Multiple GPUs but always GPU 0 assigned

closed

#1

Hey guys,
I am currently struggling with a GPU assignment issue in CryoSPARC v2.11.0 on CentOS 7
My standalone workstation has

cryosparcw gpulist
Detected 2 CUDA devices.

id pci-bus name

   0      0000:3B:00.0  GeForce RTX 2080 Ti
   1      0000:AF:00.0  GeForce RTX 2080 Ti

with
export CRYOSPARC_CUDA_PATH="/usr/local/cuda-10.1"

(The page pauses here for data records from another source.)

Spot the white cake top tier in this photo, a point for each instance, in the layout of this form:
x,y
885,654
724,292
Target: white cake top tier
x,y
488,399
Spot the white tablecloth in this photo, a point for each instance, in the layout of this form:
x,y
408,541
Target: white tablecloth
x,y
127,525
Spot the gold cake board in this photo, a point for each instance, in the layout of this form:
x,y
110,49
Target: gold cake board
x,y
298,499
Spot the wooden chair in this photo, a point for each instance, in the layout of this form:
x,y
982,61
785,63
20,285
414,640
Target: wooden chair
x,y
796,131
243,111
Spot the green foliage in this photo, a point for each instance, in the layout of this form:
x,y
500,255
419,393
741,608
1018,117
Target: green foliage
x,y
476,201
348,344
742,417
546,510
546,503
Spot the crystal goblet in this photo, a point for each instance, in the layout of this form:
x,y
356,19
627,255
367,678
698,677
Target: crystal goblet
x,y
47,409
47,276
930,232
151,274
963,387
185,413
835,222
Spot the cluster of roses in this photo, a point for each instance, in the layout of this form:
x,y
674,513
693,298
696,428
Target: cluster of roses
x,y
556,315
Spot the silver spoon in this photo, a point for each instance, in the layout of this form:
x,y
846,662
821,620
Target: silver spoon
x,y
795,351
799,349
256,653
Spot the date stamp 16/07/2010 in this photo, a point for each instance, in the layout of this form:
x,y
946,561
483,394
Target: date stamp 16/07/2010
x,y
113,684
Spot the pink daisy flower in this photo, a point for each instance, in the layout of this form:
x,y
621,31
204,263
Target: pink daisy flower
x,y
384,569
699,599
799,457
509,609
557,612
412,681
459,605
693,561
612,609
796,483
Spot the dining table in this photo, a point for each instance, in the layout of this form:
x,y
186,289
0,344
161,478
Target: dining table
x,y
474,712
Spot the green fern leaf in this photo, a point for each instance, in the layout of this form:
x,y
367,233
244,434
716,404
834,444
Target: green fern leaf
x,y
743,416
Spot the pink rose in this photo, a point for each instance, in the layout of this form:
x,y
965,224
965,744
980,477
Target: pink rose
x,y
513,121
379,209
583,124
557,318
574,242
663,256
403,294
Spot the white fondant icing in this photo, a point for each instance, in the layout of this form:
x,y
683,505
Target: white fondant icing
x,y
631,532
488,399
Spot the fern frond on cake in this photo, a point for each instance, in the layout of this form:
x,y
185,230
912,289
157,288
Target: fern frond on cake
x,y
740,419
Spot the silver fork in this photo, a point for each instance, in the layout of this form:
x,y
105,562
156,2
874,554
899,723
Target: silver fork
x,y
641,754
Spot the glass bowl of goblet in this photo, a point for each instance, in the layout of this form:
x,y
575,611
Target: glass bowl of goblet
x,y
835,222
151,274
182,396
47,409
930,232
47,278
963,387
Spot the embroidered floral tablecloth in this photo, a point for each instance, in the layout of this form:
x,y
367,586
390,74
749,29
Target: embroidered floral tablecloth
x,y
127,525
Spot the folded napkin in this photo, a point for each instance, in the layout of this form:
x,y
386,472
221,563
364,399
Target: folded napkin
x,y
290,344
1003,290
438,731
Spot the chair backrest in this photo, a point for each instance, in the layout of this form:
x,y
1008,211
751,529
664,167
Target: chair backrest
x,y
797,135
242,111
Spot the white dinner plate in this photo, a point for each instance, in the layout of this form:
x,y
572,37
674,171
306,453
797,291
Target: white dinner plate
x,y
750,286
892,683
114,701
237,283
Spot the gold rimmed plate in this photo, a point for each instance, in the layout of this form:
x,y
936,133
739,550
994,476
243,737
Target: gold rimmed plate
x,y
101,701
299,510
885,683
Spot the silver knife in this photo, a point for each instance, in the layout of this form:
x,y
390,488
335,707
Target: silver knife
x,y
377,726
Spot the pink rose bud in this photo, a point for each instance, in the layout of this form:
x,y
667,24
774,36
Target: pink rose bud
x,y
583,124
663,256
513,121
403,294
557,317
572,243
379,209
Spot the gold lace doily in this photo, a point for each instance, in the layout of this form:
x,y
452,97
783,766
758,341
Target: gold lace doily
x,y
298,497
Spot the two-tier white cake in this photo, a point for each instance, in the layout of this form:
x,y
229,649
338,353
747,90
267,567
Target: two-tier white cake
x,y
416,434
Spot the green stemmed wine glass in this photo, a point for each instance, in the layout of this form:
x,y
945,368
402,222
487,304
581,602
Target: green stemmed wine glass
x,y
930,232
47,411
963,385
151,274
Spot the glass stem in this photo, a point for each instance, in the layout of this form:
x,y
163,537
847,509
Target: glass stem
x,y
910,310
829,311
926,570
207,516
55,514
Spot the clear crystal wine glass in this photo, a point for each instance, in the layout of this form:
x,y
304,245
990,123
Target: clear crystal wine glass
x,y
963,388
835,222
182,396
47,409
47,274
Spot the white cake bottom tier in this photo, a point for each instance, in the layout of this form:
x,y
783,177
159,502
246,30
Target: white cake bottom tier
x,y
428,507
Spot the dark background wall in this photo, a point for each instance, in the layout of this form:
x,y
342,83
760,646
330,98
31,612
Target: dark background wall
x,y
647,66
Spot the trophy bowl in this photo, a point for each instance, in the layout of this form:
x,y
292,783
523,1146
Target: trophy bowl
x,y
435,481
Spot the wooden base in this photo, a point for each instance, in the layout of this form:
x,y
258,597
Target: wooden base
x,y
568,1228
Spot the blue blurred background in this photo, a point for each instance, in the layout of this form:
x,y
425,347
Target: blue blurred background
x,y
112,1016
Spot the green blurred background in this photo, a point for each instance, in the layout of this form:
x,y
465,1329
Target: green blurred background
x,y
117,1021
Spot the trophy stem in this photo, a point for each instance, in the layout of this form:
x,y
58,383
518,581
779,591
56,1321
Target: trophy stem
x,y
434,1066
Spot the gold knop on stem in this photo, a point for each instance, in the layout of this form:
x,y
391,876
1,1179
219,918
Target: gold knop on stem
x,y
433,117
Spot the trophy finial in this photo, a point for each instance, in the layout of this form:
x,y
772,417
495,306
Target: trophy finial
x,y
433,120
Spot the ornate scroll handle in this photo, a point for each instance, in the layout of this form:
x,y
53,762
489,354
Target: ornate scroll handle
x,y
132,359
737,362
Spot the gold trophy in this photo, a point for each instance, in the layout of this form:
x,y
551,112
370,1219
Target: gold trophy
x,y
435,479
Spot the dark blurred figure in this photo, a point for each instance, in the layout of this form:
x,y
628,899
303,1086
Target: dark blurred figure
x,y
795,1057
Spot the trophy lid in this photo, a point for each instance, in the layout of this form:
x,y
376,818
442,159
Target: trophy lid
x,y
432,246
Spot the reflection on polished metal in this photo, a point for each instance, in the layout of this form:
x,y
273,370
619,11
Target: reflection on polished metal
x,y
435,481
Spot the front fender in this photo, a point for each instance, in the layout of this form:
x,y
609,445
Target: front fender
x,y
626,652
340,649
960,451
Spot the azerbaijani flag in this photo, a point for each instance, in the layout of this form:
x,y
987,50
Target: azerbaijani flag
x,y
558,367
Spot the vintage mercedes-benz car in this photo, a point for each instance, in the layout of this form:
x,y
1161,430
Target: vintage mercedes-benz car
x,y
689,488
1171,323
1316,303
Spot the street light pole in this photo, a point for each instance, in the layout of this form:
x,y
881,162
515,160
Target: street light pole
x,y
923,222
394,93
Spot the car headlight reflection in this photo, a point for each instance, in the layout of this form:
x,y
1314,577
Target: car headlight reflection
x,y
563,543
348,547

and both GPUs are enabled in cryosparcw connect

However, parallel jobs are always assigned to ID 0 only, i.e. two refinement jobs that should run in parallel on ID 0 and ID 1 are both running on ID 0. This leads to the following error message

Traceback (most recent call last): File “cryosparc2_compute/jobs/runcommon.py”, line 1481, in run_with_except_hook run_old(*args, **kw) File “cryosparc2_worker/cryosparc2_compute/engine/cuda_core.py”, line 110, in cryosparc2_compute.engine.cuda_core.GPUThread.run File “cryosparc2_worker/cryosparc2_compute/engine/cuda_core.py”, line 111, in cryosparc2_compute.engine.cuda_core.GPUThread.run File “cryosparc2_worker/cryosparc2_compute/engine/engine.py”, line 991, in cryosparc2_compute.engine.engine.process.work File “cryosparc2_worker/cryosparc2_compute/engine/engine.py”, line 87, in cryosparc2_compute.engine.engine.EngineThread.load_image_data_gpu File “/Local/app/cryosparc/cryosparc2_worker/deps/anaconda/lib/python2.7/site-packages/pycuda/gpuarray.py”, line 549, in fill func = elementwise.get_fill_kernel(self.dtype) File “<decorator-gen-13>”, line 2, in get_fill_kernel File “/Local/app/cryosparc/cryosparc2_worker/deps/anaconda/lib/python2.7/site-packages/pycuda/tools.py”, line 430, in context_dependent_memoize result = func(*args) File “/Local/app/cryosparc/cryosparc2_worker/deps/anaconda/lib/python2.7/site-packages/pycuda/elementwise.py”, line 496, in get_fill_kernel “fill”) File “/Local/app/cryosparc/cryosparc2_worker/deps/anaconda/lib/python2.7/site-packages/pycuda/elementwise.py”, line 161, in get_elwise_kernel arguments, operation, name, keep, options, **kwargs) File “/Local/app/cryosparc/cryosparc2_worker/deps/anaconda/lib/python2.7/site-packages/pycuda/elementwise.py”, line 147, in get_elwise_kernel_and_types keep, options, **kwargs) File “/Local/app/cryosparc/cryosparc2_worker/deps/anaconda/lib/python2.7/site-packages/pycuda/elementwise.py”, line 75, in get_elwise_module options=options, keep=keep) File “/Local/app/cryosparc/cryosparc2_worker/deps/anaconda/lib/python2.7/site-packages/pycuda/compiler.py”, line 294, in init self.module = module_from_buffer(cubin) LogicError: cuModuleLoadDataEx failed: an illegal memory access was encountered -

Even if I connect only GPU ID 1 the job gets assigned to GPU ID 0 and crashes with the same error message. I have tried rebooting the machine and cryosparcm. If I connect only GPU ID 0 all jobs run fine. I can use GPU ID 1 for other programs, i.e. cryolo, relion so I assume somethings wrong in my cryosparc configuration. Everything runs fine on a parallel identical workstation.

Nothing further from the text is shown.